The initial lockdown meant that people were urged to stay at home and schools were shut. Workers who could work from home were encouraged to do so, whilst others were put on ‘furlough’ (extended period of time of paid leave). This led to a massive drive in the public ‘bulk buying’ goods (buying large quantities of items which are not necessary at the time of purchase) at local supermarkets and online, leaving others empty handed (Evans & Elley, 2020). Between the months of March and July, British citizens were urged to avoid contact and going outside, unless absolutely necessary. As the weeks rolled on and with no end date in sight, the availability of certain goods greatly decreased. There was major concern that the supply chains would collapse. Shops could not restock their shelves quick enough from their suppliers, as demands for certain items increased, examples include soaps, bathroom tissue and pasta.

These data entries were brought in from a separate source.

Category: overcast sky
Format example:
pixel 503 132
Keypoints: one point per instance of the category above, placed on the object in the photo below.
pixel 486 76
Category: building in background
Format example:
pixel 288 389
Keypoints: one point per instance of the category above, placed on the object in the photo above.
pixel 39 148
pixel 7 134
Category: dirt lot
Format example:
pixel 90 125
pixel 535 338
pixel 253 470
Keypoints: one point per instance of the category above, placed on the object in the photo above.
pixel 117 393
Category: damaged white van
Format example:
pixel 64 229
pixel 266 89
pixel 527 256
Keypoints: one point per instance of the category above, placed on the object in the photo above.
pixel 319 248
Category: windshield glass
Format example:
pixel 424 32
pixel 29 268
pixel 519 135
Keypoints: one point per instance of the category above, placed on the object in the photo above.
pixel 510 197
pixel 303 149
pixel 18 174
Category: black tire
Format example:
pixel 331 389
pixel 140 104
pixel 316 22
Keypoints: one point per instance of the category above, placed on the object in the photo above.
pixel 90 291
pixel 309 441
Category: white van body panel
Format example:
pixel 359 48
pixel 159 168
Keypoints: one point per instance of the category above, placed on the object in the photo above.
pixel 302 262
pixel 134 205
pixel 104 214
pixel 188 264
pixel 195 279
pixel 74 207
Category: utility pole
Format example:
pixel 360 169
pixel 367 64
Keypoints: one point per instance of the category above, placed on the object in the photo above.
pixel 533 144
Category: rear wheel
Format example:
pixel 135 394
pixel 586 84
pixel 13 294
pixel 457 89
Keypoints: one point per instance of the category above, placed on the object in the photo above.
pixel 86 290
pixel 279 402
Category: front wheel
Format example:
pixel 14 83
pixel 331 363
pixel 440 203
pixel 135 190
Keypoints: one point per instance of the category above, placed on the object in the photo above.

Heightened by the limitations of imported food that Britain relies on and with more people losing their jobs or being made furloughed, foodbank usage increased by 81%. Families with children were amongst the hardest hit with over a 122% increase in food parcels delivered according to The Trussell Trust (The Trussell Trust, 2020). The Independent Food Aid Network reported 17 times greater food bank reliance than this time last year (IFAN, 2020). With more people relying on charities and fewer people being able to donate, food banks were overstretched with the availability of what they had to offer. As restrictions were lifted, the economic situation of the country was only getting worse and this led to a greater percentage of people living below the poverty line and unable to afford essential goods. Food poverty was already declared a UK health emergency in a 2019 report by Human Rights Watch despite a significant portion of the population having surplus goods.

There was an amalgamation of issues regarding food, in which such was often held in the wrong place, or hoarded beyond use, whilst others went hungry and suffered from food poverty. In many cases the problem wasn’t the lack of food, it was lack of ability to get that food to where it needed to go. Examples include restaurants who, before the “Eat Out to Help Out” scheme (discussed later in this chapter), were paying to store their food, as well as hotels and offices with abundances of cleaning supplies after seeing fewer customers (Sheehan, 2020). Restaurants who were able to pivot to delivery services also had to deal with exuberant and almost predatory charges with companies such as JustEat1 and UberEats2 squeezing commissions from every sale.

It was clear that a solution was needed, it would have to be safe, efficient and accessible for people to use.